What if i forgot a signal and it stays as ghost and i can't see it ? how is going to impact the throughput ? should i consider the smallest block ? or an average ? and can a junction be considered using those formula as 1 long block and then count the proportion of trains occupying it to try and predict the throughput ? , starting simple with just an X crossing without turns, then adding 1 turn possibilities and measuring each time ? the quest for knowledge is infinite maybe there are other direction i wouldn't feel lost

[mrvn]

Does anyone have a formula for the maximum throughput of a rail line?

Hot take:
Purely speed-derived train throughput means nothing if cargo is not being actually delivered anywhere.

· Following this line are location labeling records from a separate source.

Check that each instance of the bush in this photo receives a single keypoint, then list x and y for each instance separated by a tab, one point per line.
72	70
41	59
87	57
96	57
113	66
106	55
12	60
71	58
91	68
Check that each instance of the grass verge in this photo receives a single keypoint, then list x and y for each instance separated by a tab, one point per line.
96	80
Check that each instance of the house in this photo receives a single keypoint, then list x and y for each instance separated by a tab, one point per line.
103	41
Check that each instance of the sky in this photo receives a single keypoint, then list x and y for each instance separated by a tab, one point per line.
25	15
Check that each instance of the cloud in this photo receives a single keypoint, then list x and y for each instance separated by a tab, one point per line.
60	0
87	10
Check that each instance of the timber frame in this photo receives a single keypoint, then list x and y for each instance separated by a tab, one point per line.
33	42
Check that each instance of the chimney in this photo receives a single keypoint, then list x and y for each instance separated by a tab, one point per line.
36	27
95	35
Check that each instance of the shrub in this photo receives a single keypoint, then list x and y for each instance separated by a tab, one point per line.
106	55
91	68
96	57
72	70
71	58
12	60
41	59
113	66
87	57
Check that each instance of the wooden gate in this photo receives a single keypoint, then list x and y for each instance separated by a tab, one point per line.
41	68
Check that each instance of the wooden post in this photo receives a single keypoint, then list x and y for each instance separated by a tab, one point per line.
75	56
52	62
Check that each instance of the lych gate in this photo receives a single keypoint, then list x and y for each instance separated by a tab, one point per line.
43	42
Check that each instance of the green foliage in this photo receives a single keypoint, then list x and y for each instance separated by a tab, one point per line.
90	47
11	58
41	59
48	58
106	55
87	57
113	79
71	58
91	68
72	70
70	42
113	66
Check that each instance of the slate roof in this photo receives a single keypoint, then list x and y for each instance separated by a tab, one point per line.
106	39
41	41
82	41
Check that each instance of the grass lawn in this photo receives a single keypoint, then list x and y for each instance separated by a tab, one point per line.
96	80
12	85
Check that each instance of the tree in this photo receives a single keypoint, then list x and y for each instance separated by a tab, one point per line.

For usual cargo max throughput is 27.69 items per second per stack inserter working, in ideal case (12 inserters) it'll be 332,28 items per second per wagon loading/unloading.
As unit count per wagon varies depending on cargo, exact load/offload time may vary. Worst case scenario (4000 items in wagon) = 12,04 seconds to fill/empty the wagon.

For liquids, it's ABOUT 12000 units per second per pump, ABOUT 36000 units per second per wagon w/ 3 pumps. Actual speed will be slower due to fluid mechanics peculiarities.
Wiki sez that three pumps are emptying full fluid wagon in 1.8 seconds.

Cheers!

You can have more than one loading/unloading station with a single rail line connecting them long distance.